Like McDonald, Chatman was an unarmed 17-year-old who was shot as he ran away from police. As in the McDonald case, the police version of events was contradicted by a video that the city tried to keep under wraps.
Like McDonald, official investigations cleared officers involved in the shooting. And like the McDonald case, attorneys for the Chatman family said reports on the shooting had been doctored to clear the officers involved. In the Chatman case, the officers involved are Kevin Fry, who shot Chatman, and Fry’s partner, Lou Toth.
The city finally released the Chatman video in the unrelenting furor over Mayor Rahm Emanuel’s handling of the McDonald shooting video.
It showed that Toth could have done nothing as Fry chased after Chatman and was nearly hit himself when Fry opened fire. A federal judge dropped Toth from the lawsuit.
“They should reopen the file at the [Independent Police Review Authority] and the state’s attorney’s office and really look at the reckless conduct that occurred,” Coffman said in June, adding that Chatman’s family hoped their son’s death might be a “catalyst for change.”
The tragedy unfolded on the afternoon of Jan. 7, 2013, after Chatman and two friends allegedly beat and robbed a man driving a silver Dodge Charger before Chatman alone took off in the victim’s car.
Toth and Fry recognized the car on 75th Street, records show, and Toth pulled the officers’ unmarked squad car next to and slightly ahead of the Charger at 75th and Jeffery. Then, the officers, wearing plainclothes but in clearly marked police vests, jumped out of their car with guns drawn.
Toth ran around the front of the Charger, while Fry ran around the rear, records show. But Chatman appeared to reach down and grab something, opened the door of the Charger and fled southeast across 75th. He ran between two parked cars and then west on the sidewalk. Toth was initially on his heels but fell behind, a federal judge has said.
Fry, who ran diagonally, claimed Chatman had a dark object in his right hand and turned his upper torso slightly to the right. He fired four shots at Chatman, records show. The teen was shot twice, his family’s lawyers have said.
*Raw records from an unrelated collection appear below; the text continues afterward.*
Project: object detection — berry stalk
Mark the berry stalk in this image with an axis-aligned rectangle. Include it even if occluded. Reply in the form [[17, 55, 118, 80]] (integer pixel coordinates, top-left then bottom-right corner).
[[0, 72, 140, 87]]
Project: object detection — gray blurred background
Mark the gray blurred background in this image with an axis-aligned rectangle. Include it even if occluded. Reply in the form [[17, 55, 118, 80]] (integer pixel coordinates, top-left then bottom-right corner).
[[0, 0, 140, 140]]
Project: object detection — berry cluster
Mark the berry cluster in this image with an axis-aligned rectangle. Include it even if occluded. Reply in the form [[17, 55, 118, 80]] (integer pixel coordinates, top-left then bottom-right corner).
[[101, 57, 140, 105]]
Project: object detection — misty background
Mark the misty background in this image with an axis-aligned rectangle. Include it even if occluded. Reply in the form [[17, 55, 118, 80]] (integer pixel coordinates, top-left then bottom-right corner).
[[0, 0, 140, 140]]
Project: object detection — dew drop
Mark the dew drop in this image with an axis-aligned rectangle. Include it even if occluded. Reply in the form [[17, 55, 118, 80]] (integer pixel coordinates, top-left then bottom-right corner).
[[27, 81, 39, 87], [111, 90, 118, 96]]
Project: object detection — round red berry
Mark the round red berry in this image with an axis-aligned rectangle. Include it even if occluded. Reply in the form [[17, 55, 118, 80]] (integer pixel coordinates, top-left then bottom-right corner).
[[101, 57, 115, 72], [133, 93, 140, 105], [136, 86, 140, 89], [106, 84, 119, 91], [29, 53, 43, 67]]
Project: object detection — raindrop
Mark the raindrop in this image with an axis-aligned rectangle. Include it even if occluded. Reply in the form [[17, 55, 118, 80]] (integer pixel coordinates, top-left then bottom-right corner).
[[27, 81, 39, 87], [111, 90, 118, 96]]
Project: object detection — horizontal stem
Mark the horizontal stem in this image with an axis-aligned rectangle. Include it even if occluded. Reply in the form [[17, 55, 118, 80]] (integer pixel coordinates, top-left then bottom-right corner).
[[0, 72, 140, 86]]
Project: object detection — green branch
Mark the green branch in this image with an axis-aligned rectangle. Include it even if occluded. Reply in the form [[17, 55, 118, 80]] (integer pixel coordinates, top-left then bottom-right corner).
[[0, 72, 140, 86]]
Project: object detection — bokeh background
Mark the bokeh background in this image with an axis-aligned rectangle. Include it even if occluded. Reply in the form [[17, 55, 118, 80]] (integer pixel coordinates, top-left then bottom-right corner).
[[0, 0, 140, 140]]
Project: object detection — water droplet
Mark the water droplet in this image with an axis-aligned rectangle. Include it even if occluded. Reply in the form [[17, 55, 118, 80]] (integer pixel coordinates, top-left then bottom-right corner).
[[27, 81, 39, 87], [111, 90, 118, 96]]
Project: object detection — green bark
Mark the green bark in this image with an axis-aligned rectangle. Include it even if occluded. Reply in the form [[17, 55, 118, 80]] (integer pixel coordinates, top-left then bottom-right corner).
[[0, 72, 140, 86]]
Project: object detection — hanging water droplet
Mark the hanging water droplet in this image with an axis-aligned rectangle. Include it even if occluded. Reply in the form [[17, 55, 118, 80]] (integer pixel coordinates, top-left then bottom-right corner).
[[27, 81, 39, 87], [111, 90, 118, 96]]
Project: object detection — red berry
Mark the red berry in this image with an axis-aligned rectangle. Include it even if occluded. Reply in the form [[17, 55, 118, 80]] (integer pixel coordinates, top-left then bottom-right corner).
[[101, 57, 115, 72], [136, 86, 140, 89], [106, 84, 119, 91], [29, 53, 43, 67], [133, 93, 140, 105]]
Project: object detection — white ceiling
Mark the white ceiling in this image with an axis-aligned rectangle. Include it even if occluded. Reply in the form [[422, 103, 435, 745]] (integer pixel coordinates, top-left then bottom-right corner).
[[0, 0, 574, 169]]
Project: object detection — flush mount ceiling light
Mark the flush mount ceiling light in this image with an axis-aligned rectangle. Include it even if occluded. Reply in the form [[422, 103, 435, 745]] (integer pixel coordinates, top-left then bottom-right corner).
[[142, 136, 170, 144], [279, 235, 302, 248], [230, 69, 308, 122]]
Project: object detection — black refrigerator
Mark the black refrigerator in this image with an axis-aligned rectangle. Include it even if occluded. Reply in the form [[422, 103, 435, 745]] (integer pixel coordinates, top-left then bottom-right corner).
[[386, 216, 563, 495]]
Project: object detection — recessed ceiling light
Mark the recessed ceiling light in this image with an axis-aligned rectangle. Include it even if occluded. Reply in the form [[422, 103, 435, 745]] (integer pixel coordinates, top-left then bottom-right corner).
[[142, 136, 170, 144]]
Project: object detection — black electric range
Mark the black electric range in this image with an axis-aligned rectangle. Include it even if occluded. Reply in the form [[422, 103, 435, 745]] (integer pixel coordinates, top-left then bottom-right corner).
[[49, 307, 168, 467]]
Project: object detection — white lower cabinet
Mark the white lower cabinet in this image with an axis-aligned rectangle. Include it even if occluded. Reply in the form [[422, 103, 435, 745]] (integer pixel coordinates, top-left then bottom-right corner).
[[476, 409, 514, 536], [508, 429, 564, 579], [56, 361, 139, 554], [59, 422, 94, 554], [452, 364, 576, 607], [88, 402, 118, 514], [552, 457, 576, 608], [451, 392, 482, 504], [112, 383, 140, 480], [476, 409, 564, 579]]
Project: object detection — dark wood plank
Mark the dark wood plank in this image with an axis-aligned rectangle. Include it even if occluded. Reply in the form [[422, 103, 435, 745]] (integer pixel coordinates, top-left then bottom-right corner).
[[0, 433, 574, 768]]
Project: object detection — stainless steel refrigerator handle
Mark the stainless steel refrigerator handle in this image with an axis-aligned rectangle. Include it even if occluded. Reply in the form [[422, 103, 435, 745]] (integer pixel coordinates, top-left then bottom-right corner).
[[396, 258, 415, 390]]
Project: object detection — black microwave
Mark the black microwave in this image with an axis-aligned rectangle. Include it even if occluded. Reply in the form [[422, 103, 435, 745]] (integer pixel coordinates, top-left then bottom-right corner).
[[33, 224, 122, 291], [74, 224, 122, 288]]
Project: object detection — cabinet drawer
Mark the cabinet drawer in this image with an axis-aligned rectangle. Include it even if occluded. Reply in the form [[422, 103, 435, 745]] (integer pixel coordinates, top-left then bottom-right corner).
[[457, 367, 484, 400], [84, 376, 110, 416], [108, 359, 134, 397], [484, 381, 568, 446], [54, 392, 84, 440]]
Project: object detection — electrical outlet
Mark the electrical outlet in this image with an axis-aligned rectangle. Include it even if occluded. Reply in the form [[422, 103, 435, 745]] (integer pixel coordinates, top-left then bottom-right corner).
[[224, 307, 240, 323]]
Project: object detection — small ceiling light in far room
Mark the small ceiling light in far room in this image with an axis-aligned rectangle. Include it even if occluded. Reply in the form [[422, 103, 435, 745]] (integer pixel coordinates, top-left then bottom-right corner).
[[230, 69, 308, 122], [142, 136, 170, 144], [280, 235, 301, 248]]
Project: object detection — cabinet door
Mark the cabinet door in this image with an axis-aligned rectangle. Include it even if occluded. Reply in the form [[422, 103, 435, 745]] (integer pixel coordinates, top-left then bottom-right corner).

The dark object turned out to be a black iPhone box.
Coffman has said the video of the shooting did not show that Chatman had turned toward the officers, as the police reports said.
Chatman kept running and turned south on Jeffery, the judge wrote. The teen then veered off the sidewalk and into the street near the curb. The judge said Toth continued to chase and that, when he turned onto Jeffery, he found Chatman lying on the street.
Chatman told Toth, “I give up, I’m shot,” before Toth put the teen in handcuffs.
Cook County State’s Attorney Anita Alvarez chose not to file charges against Fry and Toth after reviewing an investigation by the Independent Police Review Authority, a spokeswoman has said.
But Lorenzo Davis, a former IPRA investigator originally assigned to the case, said he was pushed out of the agency for refusing to clear the officers in the case. Davis told the Sun-Times last year that Chatman’s death was a murder.